------------ Forwarded Message ------------ Date: Tuesday, September 09, 2003 9:57 AM +0200 From: Thorsten Sick <[EMAIL PROTECTED]> To: Kenneth Porter <[EMAIL PROTECTED]> Subject: Re: [SAtalk] Fitz, an add-on to Spamassassin
Hi
Am Die, 2003-09-09 um 03.41 schrieb Kenneth Porter:
> - The results of the AI alone are as good as Spamassassin's results. > Combined it is therefor better.
What would make the combined result better?
My experiences with a practical use of spamassassin with fitz show the following results: - spamassassin gets the 90% or more spam which are NOT optimized for spamassassin to get through. - the rest is caught by fitz. The rest is optimized spam and things the user doesn't want.
Interesting was the experiment where I got mails from an account for a role-playing-game weekend. Subscriptions and questions as ham. Spam as usual PLUS an Roleplaying game newsletter with a lot of announcements. Normally the newsletter is non-spam. And it looks like ham. Talking about RPGs and even mentioning the convention and where to subscribe. But after learning two instances of it, it was classified as spam.
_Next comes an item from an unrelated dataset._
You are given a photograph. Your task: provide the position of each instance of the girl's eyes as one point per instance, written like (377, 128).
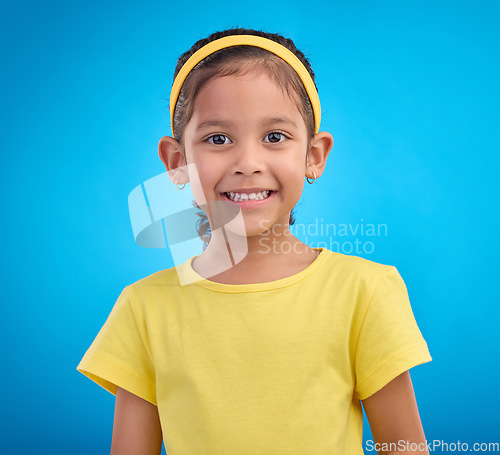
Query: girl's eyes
(221, 139)
(276, 136)
(218, 139)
What does Fitz do different from SA?
The big new thing is a special tokenization. Many naive bayes solutions dissect the spam word by word. Even the header. My Fitz dissects every field of the header a special way. It doesn't learn -007 but: Time-zone = -007
By that it get more information out of an mail. The Date-Header alone supports us with: Mon, => When does the user normally get mail ? Job accounts get less HAM on weekends 08 Sep 2003 => Not really relevant 18:41:33 => A lot of SPAMs are written between Midnight and about 5 o clock -0700 => Time zone interesting for firms who only have local partners
And this is only the date header.
I also tried not to use Paul Grahams Naive Bayes but as much of the AI-book-standard Naive Bayes as possible. I had to alter it for my special tokenization a bit. But not much.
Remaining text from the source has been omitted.